Doctor M (Docteur M)

di Claude Chabrol con Alan Bates, Jennifer Beals, Jan Niclas - Francia – 1990 - Durata 92’ - V.M 14

 

Una serie di inspiegabili suicidi a catena sta sconvolgendo Berlino; c’è chi crede che sia opera dei Servizi Segreti, chi la reazione ad un misterioso virus. Contemporaneamente, dagli schermi di un emittente privata, Sonja Volger (Jennifer Beals) con la sua voce suadente ed il suo sguardo magnetico invita gli abitanti della città “a lasciarsi andare” e a ritemprarsi in vacanza in uno dei rinomati Centri Theratos, di proprietà del dottor Marsfeldt (Alan Bates) un magnate, gravemente malato di cuore e padrone della stazione televisiva. Il poliziotto Klaus Hartmann (Jan Niclas) la cui moglie si è inspiegabilmente suicidata, inizia ad indagare e scopre il dottor  Marsfeldt, grazie al messaggio lanciato dalla sua adorata annunciatrice, ipnotizzava gli abitanti, spingendoli ad un suicidio di massa. Con un piccolo escamotage Hartmann permette a Sonja di andare in onda e di incoraggiare i telespettatori ad amare la vita. Al dottor Marsfeldt toccherà un amaro destino.

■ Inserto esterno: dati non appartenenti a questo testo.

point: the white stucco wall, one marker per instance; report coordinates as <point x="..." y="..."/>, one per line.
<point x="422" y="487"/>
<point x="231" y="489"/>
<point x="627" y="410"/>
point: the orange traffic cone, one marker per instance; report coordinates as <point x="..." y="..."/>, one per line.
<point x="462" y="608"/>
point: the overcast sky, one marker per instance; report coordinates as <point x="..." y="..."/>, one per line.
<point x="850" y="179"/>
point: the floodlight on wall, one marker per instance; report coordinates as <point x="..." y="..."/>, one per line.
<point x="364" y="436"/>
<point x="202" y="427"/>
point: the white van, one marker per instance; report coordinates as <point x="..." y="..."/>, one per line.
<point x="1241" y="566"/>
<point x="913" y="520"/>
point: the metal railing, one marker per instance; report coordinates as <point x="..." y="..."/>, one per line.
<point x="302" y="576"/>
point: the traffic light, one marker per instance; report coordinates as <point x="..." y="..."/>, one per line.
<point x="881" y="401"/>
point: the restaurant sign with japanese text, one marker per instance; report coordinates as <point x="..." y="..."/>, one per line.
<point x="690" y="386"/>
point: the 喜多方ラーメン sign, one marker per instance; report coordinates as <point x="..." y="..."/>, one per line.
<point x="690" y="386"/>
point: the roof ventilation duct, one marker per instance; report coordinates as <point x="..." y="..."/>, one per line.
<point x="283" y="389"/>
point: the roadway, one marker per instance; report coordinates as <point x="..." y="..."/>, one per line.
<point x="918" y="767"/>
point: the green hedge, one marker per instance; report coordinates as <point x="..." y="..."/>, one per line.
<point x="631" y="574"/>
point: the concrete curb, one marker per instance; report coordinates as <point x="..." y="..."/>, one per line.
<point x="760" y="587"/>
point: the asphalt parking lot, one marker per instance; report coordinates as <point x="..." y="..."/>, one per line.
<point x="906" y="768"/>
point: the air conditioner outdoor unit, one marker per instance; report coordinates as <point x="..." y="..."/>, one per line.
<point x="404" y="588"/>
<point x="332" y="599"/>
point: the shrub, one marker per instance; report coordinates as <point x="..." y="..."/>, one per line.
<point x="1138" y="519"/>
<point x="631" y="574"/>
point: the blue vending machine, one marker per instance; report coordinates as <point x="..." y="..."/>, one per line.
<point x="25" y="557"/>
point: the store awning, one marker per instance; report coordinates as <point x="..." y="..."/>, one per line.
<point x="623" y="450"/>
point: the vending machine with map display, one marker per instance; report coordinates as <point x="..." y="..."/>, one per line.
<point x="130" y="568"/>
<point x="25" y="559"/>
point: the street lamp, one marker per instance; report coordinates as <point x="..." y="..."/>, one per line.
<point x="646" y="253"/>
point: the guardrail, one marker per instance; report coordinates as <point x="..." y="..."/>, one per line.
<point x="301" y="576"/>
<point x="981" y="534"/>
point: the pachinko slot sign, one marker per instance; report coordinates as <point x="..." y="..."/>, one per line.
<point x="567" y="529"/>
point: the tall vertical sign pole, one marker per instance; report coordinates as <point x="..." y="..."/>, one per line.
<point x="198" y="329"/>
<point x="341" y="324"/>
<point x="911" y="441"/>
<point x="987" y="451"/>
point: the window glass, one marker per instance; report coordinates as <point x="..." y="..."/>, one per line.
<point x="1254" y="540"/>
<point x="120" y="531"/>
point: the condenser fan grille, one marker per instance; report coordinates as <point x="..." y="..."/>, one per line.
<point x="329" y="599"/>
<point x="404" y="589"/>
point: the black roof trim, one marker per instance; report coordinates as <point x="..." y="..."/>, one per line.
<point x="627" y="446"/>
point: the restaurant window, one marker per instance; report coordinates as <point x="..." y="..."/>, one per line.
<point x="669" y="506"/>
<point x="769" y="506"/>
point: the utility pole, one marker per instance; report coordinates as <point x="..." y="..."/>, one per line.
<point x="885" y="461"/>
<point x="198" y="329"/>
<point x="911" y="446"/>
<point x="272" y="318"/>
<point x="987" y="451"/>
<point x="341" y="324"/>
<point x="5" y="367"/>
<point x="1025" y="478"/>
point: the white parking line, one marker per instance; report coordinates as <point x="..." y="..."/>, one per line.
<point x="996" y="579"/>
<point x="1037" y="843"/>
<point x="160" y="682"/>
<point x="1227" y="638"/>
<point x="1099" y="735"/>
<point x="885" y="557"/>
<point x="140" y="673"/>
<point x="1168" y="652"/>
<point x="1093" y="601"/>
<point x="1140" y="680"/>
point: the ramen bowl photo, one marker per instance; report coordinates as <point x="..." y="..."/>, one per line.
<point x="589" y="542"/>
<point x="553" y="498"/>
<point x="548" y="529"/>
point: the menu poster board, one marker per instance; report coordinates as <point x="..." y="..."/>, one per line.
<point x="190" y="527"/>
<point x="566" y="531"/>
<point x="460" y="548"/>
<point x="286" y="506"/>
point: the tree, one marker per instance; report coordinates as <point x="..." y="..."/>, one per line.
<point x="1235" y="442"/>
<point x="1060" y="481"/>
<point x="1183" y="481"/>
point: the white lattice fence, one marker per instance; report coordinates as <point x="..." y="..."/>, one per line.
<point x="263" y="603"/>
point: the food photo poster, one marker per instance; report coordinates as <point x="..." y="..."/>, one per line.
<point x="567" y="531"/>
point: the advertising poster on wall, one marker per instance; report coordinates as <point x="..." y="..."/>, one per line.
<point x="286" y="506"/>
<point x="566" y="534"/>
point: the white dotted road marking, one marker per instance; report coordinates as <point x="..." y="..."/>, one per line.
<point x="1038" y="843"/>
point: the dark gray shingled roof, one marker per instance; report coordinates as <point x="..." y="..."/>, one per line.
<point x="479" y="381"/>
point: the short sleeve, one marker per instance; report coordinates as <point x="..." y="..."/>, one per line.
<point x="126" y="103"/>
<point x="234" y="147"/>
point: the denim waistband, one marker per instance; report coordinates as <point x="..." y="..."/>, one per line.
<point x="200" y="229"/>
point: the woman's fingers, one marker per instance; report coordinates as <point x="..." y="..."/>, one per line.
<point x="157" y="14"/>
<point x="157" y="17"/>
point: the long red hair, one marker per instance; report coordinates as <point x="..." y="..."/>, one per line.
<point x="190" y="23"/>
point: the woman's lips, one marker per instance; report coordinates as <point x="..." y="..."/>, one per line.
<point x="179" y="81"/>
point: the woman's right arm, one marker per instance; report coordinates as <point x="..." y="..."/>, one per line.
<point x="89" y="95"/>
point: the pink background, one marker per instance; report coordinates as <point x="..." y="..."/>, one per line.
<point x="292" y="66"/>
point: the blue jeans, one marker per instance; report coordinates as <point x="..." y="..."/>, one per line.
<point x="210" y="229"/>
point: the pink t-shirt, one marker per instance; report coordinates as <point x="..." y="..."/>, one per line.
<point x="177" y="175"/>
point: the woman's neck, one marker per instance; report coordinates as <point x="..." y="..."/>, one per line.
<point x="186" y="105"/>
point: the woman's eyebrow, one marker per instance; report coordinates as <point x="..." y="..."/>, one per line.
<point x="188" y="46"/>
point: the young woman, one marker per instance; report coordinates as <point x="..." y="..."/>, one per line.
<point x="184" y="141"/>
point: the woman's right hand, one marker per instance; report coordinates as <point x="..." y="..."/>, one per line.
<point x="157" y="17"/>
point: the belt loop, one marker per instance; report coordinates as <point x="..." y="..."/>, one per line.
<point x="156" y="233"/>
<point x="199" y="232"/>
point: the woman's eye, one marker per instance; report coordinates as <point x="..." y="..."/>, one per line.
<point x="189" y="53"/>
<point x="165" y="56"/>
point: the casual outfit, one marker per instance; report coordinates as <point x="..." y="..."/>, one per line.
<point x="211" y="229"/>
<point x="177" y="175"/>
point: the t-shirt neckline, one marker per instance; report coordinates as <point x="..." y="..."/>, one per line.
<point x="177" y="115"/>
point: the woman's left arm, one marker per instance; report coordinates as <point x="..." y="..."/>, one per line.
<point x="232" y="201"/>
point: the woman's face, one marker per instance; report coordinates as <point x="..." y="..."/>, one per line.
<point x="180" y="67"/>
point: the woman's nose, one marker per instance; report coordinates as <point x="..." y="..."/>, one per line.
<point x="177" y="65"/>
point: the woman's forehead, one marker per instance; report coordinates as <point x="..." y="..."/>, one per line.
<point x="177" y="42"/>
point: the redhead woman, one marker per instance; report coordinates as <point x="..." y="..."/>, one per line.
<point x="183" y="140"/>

Chabrol ripropone l’ennesima rilettura del dottor Mabuse, creatura letteraria ideata da Nobert Jacques che ispirò alcune pellicole dirette dal geniale  Fritz Lang. Il regista tinge di giallo la vicenda, la dissemina dei misteriosi suicidi che si susseguono a catena e sul finale regala le farneticanti argomentazioni di Marsfeldt che confessa a Sonja perché ha inondato la città con quell’ipnotizzante messaggio: “Non ho imbrogliato nessuno,non ho mai mandato nessuno in un posto dove non volesse già andare!  No, io sono solo un agente di viaggi! Io vendevo biglietti per un viaggio che gli uomini devono fare! Loro desideravano la morte, loro volevano attaccare il cartello “Non disturbare”, come lo vogliamo tutti, in fondo. E’ questa la realtà! Ogni mattina quando ci svegliamo noi diciamo a noi stessi: “Ora mi alzo. Devo alzarmi” e invece il nostro più grande  desiderio è non alzarci. Io volevo farli contenti, mandandoli tutti in vacanza. Tu eri il mio strumento, niente altro.” Al di là della vicenda inquietante, sin dalle prime battute si intuisce che il regista francese non è a proprio agio con un testo che avrebbe meritato un’ambientazione più cupa e futuristica e, nel corso del film, lo spettatore è costretto a tenera al guinzaglio sbadigli e colpi di sonno. Sullo sfondo il potere inquietante dei media e della televisione.